Следом за князьями в палату потекла третья волна — старомосковская знать и высшие чины государева двора, костяк власти, чьё благополучие было неразрывно связано с силой московского престола. В них не было того животного, парализующего ужаса, что сковал Шуйских или Бельских. Напротив, в их глазах, хоть и опущенных долу, читалось скорее расчётливое удовлетворение, смешанное с благоговейным страхом. Эти люди, чьи роды веками служили владимирским князьям, понимали: чем твёрже рука государя, тем крепче их собственное положение.
Они вошли практически одной линией: Михаил Семёнович Воронцов, мой нынешний постельничий Иван Игнатьевич Безубцев, тот, в чьих руках были ключи от моей опочивальни, молодой, но уже влиятельный Роман Юрьевич Захарьин-Кошкин, Иван Васильевич Большой Шереметев, Иван Григорьевич Очин-Плещеев и Яков Андреевич Салтыков. Их поклоны были лишены панической спешки. Это было отточенное, выверенное десятилетиями придворной жизни движение — они опускались на колени плавно, с достоинством, словно совершая священный ритуал.
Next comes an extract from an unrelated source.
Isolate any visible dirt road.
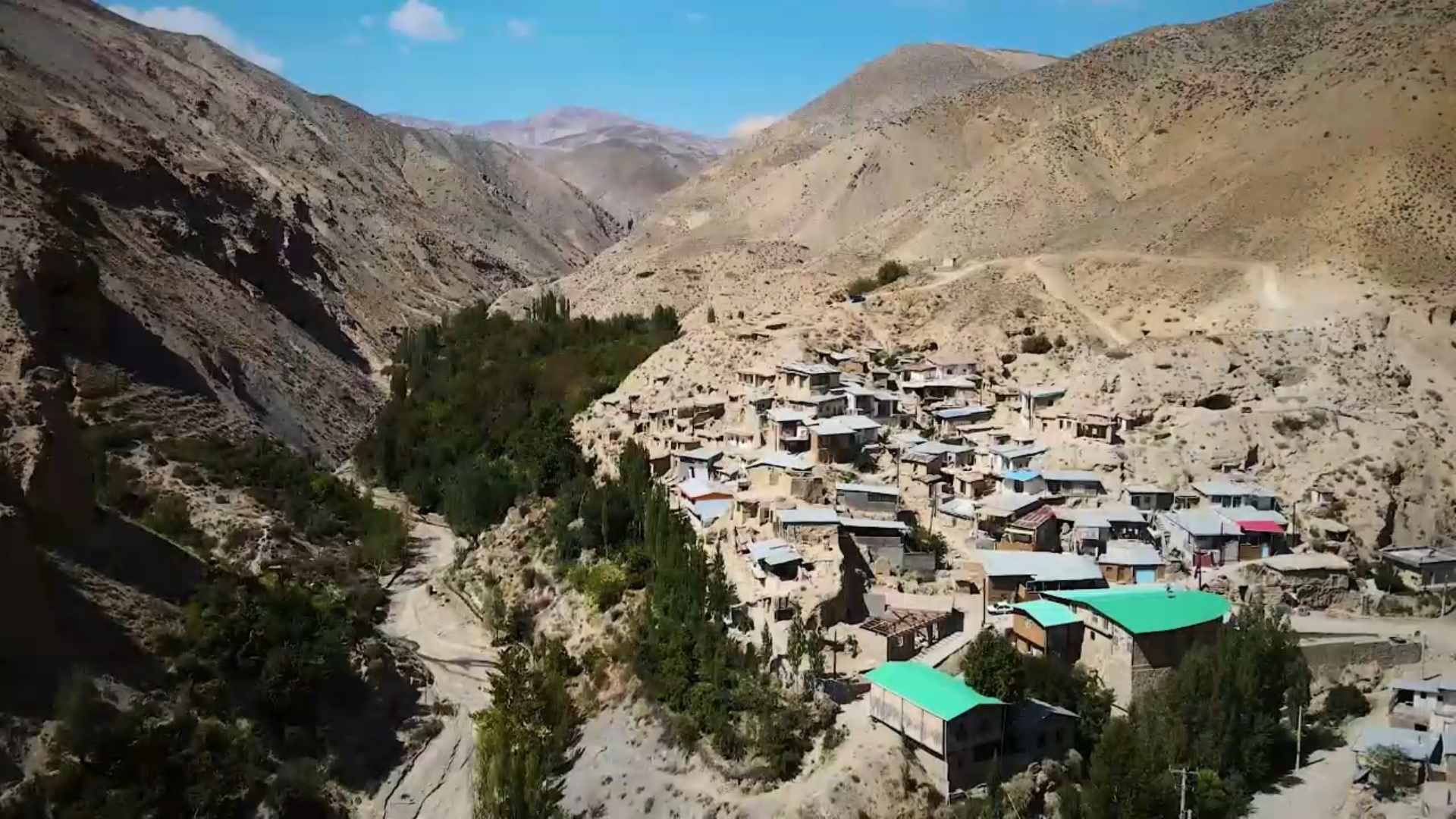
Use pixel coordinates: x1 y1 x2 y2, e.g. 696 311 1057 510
358 504 495 819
Шёлк и бархат их кафтанов шуршали приглушённо, как занавес в театре, открывающий главное действие. —Холоп твой Ромашка Захарьин… холоп твой Ивашка Очин… холоп твой Яшка Салтыков… — почти неслышный, почтительный шёпот зазмеился по коврам, не нарушая гнетущей тишины.
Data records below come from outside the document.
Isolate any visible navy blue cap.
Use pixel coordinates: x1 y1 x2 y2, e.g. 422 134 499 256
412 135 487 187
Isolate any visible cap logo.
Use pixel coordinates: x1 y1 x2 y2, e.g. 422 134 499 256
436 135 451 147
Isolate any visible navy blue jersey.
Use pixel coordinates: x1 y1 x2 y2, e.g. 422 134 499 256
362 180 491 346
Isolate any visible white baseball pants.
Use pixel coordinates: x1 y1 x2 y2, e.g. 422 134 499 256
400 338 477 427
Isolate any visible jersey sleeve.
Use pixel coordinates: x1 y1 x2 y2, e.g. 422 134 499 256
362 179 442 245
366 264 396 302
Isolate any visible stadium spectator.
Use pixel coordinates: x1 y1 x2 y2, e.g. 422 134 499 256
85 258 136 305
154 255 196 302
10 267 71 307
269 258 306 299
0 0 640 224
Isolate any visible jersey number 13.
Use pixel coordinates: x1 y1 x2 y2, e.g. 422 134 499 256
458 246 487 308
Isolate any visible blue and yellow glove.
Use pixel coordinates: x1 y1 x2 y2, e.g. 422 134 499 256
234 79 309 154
Едва последние из них успели уткнуться лицами в ворс, в дверях, чуть отстав от них, явились те, на чьих плечах покоилась невидимая, но несокрушимая основа державы. Главные «рабочие лошадки» государства, распорядители его казны и законов.
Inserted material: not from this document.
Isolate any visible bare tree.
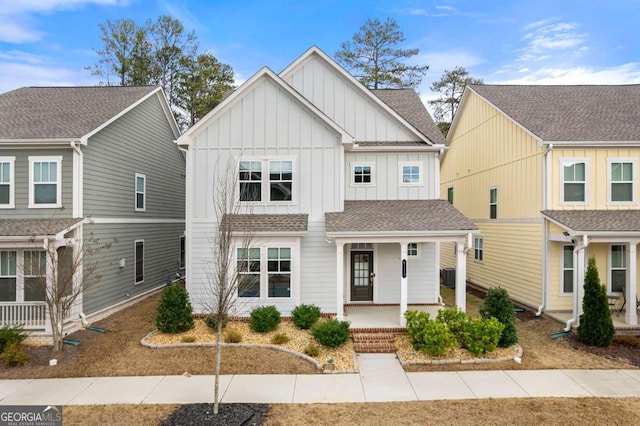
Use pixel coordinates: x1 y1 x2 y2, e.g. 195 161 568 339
205 158 255 414
23 226 112 352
Вот вошёл казначей и хранитель печатей Иван Петрович Третьяков-Ховрин, который ничуть не поправился за две с небольшим недели. Рядом с ним, не так порывисто, но с той же неотвратимостью опустился на пол думный и великий дьяк Фёдор Михайлович Мишурин, голова и мозг всей той неисчислимой армии нетитулованных чиновников, что скрипела перьями в полумраке приказов. Он не падал и не бросался ниц. Он встал на колени, сложил перед собой руки с въевшимися в кожу чернильными пятнами и мозолями от гусиных перьев, и, прижав ко лбу пальцы, словно ставя печать на очередную грамоту, глухо забормотал в ковёр:«Богомолец и раб твой Федька Мишурин челом бьёт…»
И, наконец, когда палата почти до отказа наполнилась коленопреклоненными вершителями судеб, а воздух загустел от их сдавленного дыхания, на пороге показались двое, кого здесь не просто не должно было быть — само их появление в этом месте было немыслимо. Те, от чьего присутствия здесь ещё месяц назад у любого из лежащих на полу князей, осмелься он поднять голову, остановилось бы сердце от изумления и праведного гнева.
Первым был Иван Выродков, выходец из семьи простых, незнатных служилых детей боярских, чьи предки проливали кровь за государей, не снискав ни богатств, ни высоких чинов. Вторым — Иван Висковатый, совсем ещё молодой подьячий, бледный юноша с тонкими, почти девичьими чертами лица.
Они не вошли — они буквально ввалились в палату, подталкиваемые невидимой силой, и застыли на самом пороге, словно два испуганных лесных зверька, ослеплённых светом охотничьего фонаря. Оба были бледны до синевы, с крупными каплями пота, выступившими на лбах. Они стояли, оцепенев, и их глаза, полные ужаса и недоумения, метались по палате, не в силах поверить в происходящее. Почему стража не прогнала их прочь ударами древков? Как они, пыль с государевых сапог, оказались здесь, в Святая Святых, среди князей крови и бояр, где сам воздух казался слишком драгоценным для их лёгких?